Com brasileiros entrando em campo fora de casa — o Bahia diante do O’Higgins, no Chile, e o Botafogo também iniciando sua caminhada — a temporada continental ganha contornos que vão além da luta pelo título coletivo.
Tradição que atravessa gerações
O prêmio de Rei das Américas, concedido tradicionalmente ao melhor jogador do continente, carrega peso histórico. Nomes como Zico, Romário e Neymar já figuraram entre os protagonistas sul-americanos em diferentes eras, consolidando a importância simbólica da honraria.

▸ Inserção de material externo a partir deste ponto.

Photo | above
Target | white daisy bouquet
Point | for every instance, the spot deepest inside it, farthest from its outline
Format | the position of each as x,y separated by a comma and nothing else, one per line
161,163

Nos últimos anos, o domínio brasileiro na Libertadores também se refletiu nas premiações individuais. O protagonismo em finais, gols decisivos e atuações em mata-mata costumam pesar diretamente na escolha.
Brasileiros largam como favoritos
Com elencos competitivos e forte presença nas fases decisivas recentes, clubes do Brasil novamente despontam como terreno fértil para o próximo Rei. O desempenho na Libertadores, aliado ao impacto em competições nacionais, tende a ser determinante.
Além disso, a visibilidade internacional da competição e o calendário apertado tornam cada atuação decisiva ainda mais valiosa no imaginário de jornalistas e torcedores, que tradicionalmente participam da votação.
A corrida começa agora
Se o título coletivo exige regularidade e força do grupo, a coroa individual depende de momentos marcantes. Um gol histórico fora de casa, uma atuação dominante em clássico continental ou protagonismo em final podem mudar o rumo da disputa.
A Libertadores começa oficialmente nesta quarta-feira. E, junto com ela, a corrida pelo trono da América do Sul também já está em campo.